Katie Bethune-Leamen
The Hooded Slang
October 30 – December 4, 2010

Katie Bethune-Leamen is another of the PreView artists whose solo exhibition takes place this year. Bethune-Leamen’s art practice includes sculpture, video, sound, installation, painting and construction. She has exhibited widely in public galleries across Canada and beyond. Bethune-Leamen’s concerns reflect social issues and the relationships between pop culture, being an artist, the role of art and its contributions to a greater history, our relationship to the natural world as well as to each other. The complexity of her intellectual ideas mimics the complexities of life itself, but she is able to filter all these thoughts into succinct and often humorous imagery.

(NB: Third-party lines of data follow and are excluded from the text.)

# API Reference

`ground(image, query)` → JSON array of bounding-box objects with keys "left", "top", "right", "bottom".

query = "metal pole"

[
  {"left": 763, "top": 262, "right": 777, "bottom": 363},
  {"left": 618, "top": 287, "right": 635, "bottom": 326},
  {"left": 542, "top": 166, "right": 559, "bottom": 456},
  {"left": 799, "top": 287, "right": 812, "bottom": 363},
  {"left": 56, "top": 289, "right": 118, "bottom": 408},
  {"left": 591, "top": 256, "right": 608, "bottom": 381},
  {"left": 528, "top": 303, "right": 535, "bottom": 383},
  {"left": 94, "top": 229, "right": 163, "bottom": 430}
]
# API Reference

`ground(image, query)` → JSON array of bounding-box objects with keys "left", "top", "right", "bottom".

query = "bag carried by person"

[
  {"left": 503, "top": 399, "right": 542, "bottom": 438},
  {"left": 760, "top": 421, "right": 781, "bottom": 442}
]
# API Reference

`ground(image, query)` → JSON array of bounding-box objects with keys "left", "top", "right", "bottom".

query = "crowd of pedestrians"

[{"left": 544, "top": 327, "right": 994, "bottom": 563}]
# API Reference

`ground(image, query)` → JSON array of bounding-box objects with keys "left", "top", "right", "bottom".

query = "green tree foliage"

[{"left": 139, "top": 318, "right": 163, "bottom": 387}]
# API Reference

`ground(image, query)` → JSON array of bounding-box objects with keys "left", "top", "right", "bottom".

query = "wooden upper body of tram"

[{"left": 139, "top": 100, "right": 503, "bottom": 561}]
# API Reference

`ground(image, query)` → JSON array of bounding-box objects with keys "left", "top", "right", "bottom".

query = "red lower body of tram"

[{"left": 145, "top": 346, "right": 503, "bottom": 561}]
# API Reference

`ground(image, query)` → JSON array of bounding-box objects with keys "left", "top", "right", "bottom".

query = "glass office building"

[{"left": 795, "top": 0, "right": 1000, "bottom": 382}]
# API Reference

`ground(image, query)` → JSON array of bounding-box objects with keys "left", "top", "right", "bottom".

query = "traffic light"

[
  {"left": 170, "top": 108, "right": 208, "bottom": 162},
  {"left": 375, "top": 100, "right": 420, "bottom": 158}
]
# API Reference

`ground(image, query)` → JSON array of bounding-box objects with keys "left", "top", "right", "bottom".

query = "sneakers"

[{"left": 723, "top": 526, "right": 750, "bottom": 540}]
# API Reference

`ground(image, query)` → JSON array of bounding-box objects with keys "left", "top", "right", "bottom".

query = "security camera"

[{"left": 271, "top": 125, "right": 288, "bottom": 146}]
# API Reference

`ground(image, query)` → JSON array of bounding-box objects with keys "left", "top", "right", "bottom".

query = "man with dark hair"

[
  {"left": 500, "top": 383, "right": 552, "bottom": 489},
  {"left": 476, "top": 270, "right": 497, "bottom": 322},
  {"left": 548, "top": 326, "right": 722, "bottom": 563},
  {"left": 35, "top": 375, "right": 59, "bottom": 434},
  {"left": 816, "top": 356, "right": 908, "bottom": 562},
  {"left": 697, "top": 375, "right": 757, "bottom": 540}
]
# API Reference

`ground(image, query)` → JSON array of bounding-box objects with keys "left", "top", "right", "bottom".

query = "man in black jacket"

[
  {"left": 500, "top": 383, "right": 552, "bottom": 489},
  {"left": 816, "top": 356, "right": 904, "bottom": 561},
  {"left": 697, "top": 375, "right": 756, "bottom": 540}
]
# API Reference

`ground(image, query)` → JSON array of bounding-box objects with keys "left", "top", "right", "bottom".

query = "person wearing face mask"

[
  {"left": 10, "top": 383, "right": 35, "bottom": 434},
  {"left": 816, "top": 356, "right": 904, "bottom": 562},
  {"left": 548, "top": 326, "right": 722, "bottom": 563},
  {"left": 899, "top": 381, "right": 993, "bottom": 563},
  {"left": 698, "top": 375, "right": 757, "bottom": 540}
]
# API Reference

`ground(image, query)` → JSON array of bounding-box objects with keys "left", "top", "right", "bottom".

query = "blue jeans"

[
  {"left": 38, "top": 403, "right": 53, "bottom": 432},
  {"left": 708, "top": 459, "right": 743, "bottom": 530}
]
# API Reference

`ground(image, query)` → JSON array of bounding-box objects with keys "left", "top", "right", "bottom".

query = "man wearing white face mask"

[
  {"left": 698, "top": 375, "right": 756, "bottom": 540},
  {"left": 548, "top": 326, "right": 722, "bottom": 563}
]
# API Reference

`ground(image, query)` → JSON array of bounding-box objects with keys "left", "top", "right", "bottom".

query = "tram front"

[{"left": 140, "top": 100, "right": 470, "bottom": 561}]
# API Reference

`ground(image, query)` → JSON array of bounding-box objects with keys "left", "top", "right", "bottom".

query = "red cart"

In this exhibition she will include video, sculpture and painting, which she has created in response to historical events, Hollywood special effects and her social conscience. The work investigates the life of 19th century American explorer Robert Peary who travelled to Greenland where he found meteorites, which he later brought back to the United States. In combination with these meteorite works, other pieces in the exhibition explore formal instances of hooded and ghost-costumed figures. These figures form a sculptural counterpoint--where a meteorite is a weighty substance, hoods and ghost costumes allude to forms, yet occlude them.

Images 2010/2011
December 9, 2010 – January, 2011
This annual exhibition features the work of the graduating art students from Stouffville District Secondary School. You will see their creativity and talent in a variety of media including painting, drawing, photography and sculpture. The students work with the gallery’s Curator throughout their semester learning the behind-the-scenes of organizing an exhibition and understanding how a public art gallery works. The students are not only the artists in this exhibition, but they also create the promotional material, organize the opening event, install the work and light the exhibition.